After ObamaCare, What Then – Part 1

As everyone knows who has ever eaten at an “all you can eat” buffet, once someone has paid the bill (or premium), they feel that they are “entitled” to get their money’s worth, and maybe more.  By the same token, people will also come to feel that they are “entitled” to health insurance, and rightly so, if, 1) they have paid a premium for their health insurance, either in cash or via taxation, or 2) they qualify for taxpayer-funded health care as a social welfare benefit.

And, once someone begins to feel “entitled” to health care at no cost (beyond a small co-pay), they are likely to ask for any and all services and/or treatments that they believe will confer a health benefit, with no regard to any cost/benefit analysis.  This systemic incentive to over-consume creates what economists call a “moral hazard”, and I believe it is one of the largest factors in the long-term escalation of health care costs in the United States.

So, if we may permit ourselves to contemplate the repeal of the Patient Protection and Affordable Care Act (in 2017, with Republicans in control of the Congress and the White House), what should the conservative substitute look like?

For decades, my view has been that there are a few reform elements that are crucial, and the most crucial of all is the elimination of the third party payer, at least in terms of the role they now play.  Only when our health care system is changed to force each of us to evaluate health care services with respect to cost/benefit ratios (in much the same way that we evaluate other things that we purchase) will competition come into play, eventually forcing down costs.  Health Savings Accounts were a good start, but the concept would need to be expanded greatly, and employer-provided health insurance plans would need to be eliminated by rescinded their corporate tax deductibility.  The point of these steps would be enable everyone to have ownership over the funds used to pay for his health care, thereby incentivizing the conservation of those funds.  Health Insurance should be relegated to the role it played a half-century or so ago, that of protecting against catastrophic health care expenses.

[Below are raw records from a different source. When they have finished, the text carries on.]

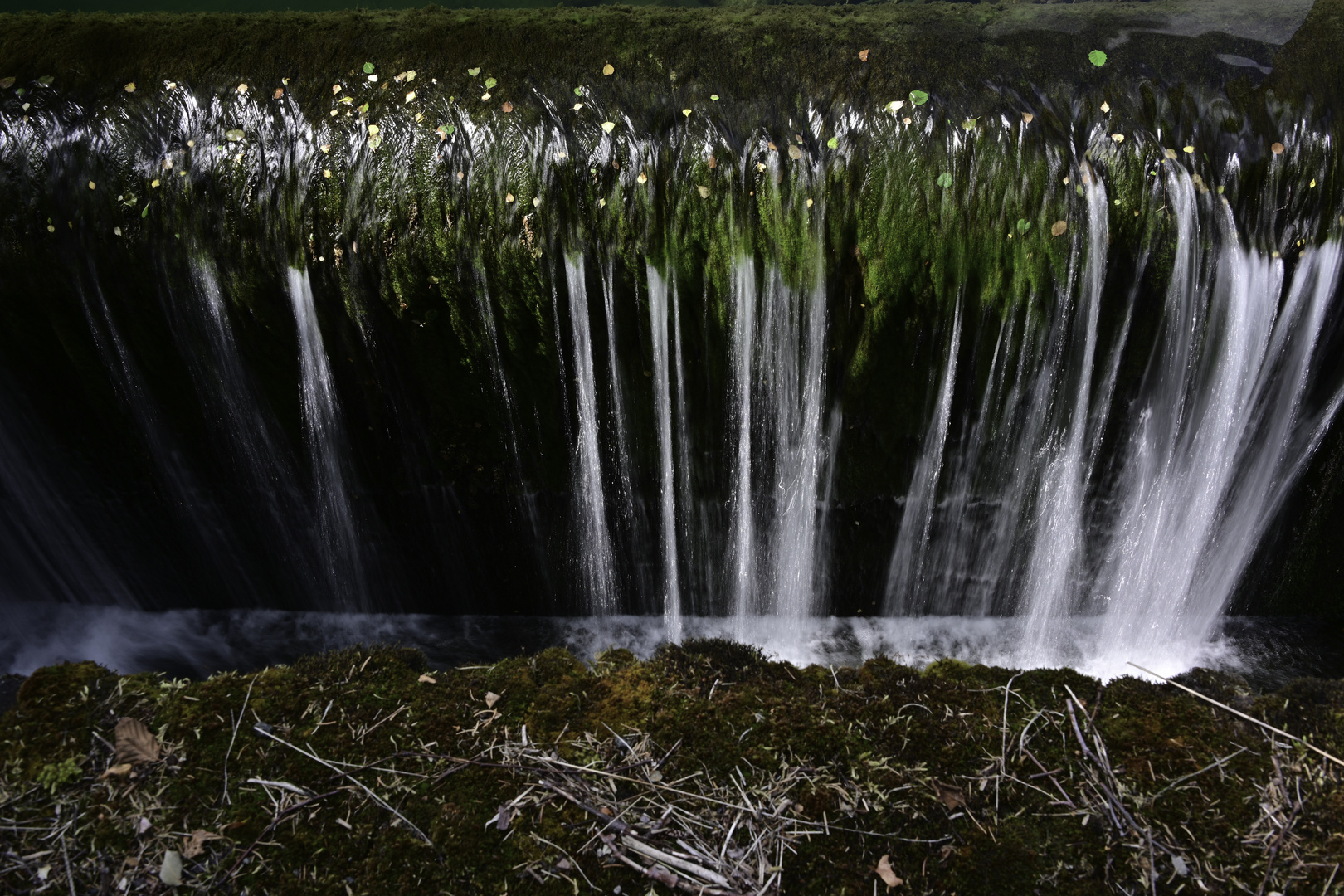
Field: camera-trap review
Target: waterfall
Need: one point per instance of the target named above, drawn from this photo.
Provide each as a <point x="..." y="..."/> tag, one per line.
<point x="905" y="578"/>
<point x="667" y="480"/>
<point x="324" y="436"/>
<point x="593" y="539"/>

Recently I came across another scheme that has some appeal.  Russell Korobkin is a Law Professor at UCLA, where he writes and teaches in the fields of Negotiation, Behavioral Law and Economics, Contracts, and Health Care Law.  He advocates for what he calls Relative Value Health Insurance (RVHI), and he recently had THIS article published in the Michigan Law Review explaining his plan in detail.  A shorter treatment was also posted earlier this week at the Volokh Conspiracy.  An excerpt:

The basic idea of RVHI is that insurance policies should be available that would cover medical care that satisfies a higher or lower cost-effectiveness standard, thus enabling customers to determine, through their purchasing decisions, just how much of their resources they wish to devote to health insurance as opposed to other goods and services.

One example I use to illustrate how RVHI would work is the new drug Procysbi, which treats juvenile kidney disease more conveniently and with fewer serious side effects than the current treatment but, according an article in the New York Times, retails for $250,000 per year — far more than the $8,000 per year cost of the current treatment.

It is impossible to say in any objective way whether the benefits of Procysbi are “worth” the addition cost.  It depends on the value each individual places on the marginal benefits of the drug.  RVHI would enable customers to determine (before becoming ill) whether they wish to purchase what I call a “deep” insurance policy, which would cover treatments that offer even relatively little marginal health benefit compared to its cost, or a “shallow” insurance policy, which would only cover treatment options that offer substantial expected benefits relative to their cost.   A deep policy would cover Procysbi, and other medical treatments with a similar cost-effectiveness profile.  A shallow policy would cover the established treatment, but not Procysbi.  Deeper policies would cost more, of course, than shallower policies.  The market would determine the precise difference in price.

How would customers decide what depth of policy they would prefer?  After all, before the customer or a dependent contracted kidney diseases, they would have little reason to even know what treatments are available for different conditions.

My proposal is for the government to provide ratings of different available treatments for different medical conditions on a 1-10 scale based on their relative cost-effectiveness.   The most cost-effective treatments would earn a score of “1,” and treatments that provide very marginal benefits at a high cost would earn a score of “10.”  The benefit scores would be based on QALY (quality adjusted life year) ratings; the cost scores would be based on retail charged for the drugs, devices, or services in question.  Notice that these ratings would in no way prescribe what level of coverage could be bought or sold; it would only provide a relative measure of what medical treatments are more or less cost effective.  Insurance companies then could sell policies that cover treatments rated “3 or better,” “5 or better,” “9 or better,” etc.